Topic: wasmtime / issue #13386 Optimize `array.fill` with more l...


view this post on Zulip Wasmtime GitHub notifications bot (May 15 2026 at 16:58):

alexcrichton edited issue #13386:

In https://github.com/bytecodealliance/wasmtime/pull/13382 I'm applying an optimization where array.fill for i8-element arrays to be optimized to a memset on the host. This is relatively easy to do because memory.fill already has the infrastructure for this on the host and array.fill is just reusing it.
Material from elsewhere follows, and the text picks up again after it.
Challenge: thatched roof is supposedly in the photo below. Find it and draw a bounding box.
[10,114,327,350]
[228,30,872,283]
The intended benefit of this is that we get to use the host's vectorized routines for array.fill as opposed to a per-byte-loop within CLIF. This benefit, however, is also theoretically applicable for elements of other sizes (e.g. all the way up to 128-bits). Implementing this, however, would require new libcalls on the host, for example memory.fill{16,32,64,128}.
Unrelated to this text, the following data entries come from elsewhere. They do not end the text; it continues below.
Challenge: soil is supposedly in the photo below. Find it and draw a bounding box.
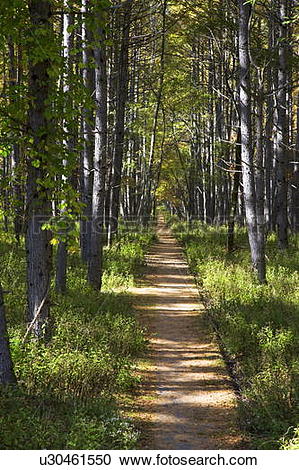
[130,219,245,450]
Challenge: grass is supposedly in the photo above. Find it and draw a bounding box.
[0,224,156,450]
[169,217,299,450]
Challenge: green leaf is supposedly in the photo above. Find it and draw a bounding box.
[31,159,40,168]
This is doable without too too much effort, but this was left out of #13382 because it's not clear whether this is worth it. It'd likely be useful to investigate sibling peer compilers to see what they do in the face of array.fill or similar for larger-than-8-bit-types.
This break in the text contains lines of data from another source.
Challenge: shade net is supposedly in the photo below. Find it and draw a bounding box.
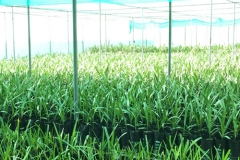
[0,0,181,6]
[129,18,240,32]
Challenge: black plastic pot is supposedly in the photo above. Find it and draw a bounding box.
[165,129,179,150]
[29,119,42,131]
[228,139,240,160]
[113,126,121,140]
[11,117,35,132]
[142,130,154,149]
[129,130,141,152]
[65,120,74,135]
[214,138,227,157]
[89,124,102,141]
[120,128,129,149]
[54,121,74,135]
[189,131,201,145]
[76,123,89,143]
[153,130,165,154]
[18,119,27,132]
[177,132,190,144]
[101,126,112,142]
[201,138,214,160]
[44,121,54,134]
view this post on Zulip Wasmtime GitHub notifications bot (May 15 2026 at 16:59):

alexcrichton commented on issue #13386:

I ended up doing a bit more work on https://github.com/bytecodealliance/wasmtime/pull/13382 for some more optimizations here. Specifically during array.fill, and array.new_default which uses the same internals, in addition to handling i8 arrays there's a check to see if the initialization value is a constant, and if that constant is a memset-able constant. For example i64.const 0 is a memset-able constant, as well as i64.const -1, but i64.const 1 is not. That enables more usage of memset, notably with array.new_default, which I think is going to be important.